Landmark Object: George Washington Statue, 1841
In 1832 the U.S. Congress commissioned sculptor Horatio Greenough to create a statue of George Washington on the occasion of the centennial of the first president’s birthday. Installed in the Capitol Rotunda after its completion, Greenough envisioned the statue to be a symbolic representation of Washington as a great exemplar of liberty.
The completed 12-ton marble statue atop a granite pedestal and base depicted the first president wearing a chest-baring toga. While many viewers appreciated the artist’s attempt to create a timeless masterpiece, others saw only an inappropriately dressed Washington. A friend of the artist noted: “This magnificent production of genius does not seem to be appreciated at its full value in this metropolis.”
Greenough’s sculpture is enriched with symbols: Washington’s figure is modeled on the classic statuary of ancient Greece, seat of the world’s first democracy. Carvings on the sides depict the Greek god Apollo and an infant Hercules. Small flanking figures of an American Indian and Christopher Columbus represent the New and Old Worlds.

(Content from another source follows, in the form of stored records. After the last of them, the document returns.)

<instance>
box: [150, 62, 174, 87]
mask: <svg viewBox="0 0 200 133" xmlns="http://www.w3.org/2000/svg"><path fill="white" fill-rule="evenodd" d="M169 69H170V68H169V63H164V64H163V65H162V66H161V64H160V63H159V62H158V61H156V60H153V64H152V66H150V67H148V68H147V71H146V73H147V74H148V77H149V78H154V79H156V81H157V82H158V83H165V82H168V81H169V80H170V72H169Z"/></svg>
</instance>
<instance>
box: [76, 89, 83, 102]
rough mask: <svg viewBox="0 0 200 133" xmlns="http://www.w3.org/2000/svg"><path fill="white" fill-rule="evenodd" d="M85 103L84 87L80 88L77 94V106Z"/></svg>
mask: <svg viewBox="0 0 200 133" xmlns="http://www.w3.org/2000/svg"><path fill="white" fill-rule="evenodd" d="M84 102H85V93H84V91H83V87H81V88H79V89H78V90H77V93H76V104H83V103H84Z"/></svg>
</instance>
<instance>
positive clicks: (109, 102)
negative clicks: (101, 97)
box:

The most important symbol, however, is the sword in Washington’s outstretched hand: this celebrates the fact that after he led the country to victory in the American Revolution, he selflessly relinquished his power to the people.
The statue was on display in the Capitol Rotunda from 1841 to 1843 when it was relocated to the east lawn. In 1908 Congress transferred the statue to the Smithsonian Institution where it was exhibited in the Smithsonian Castle until its relocation to the new National Museum of American History in 1964. It has resided on the second floor of the Museum ever since.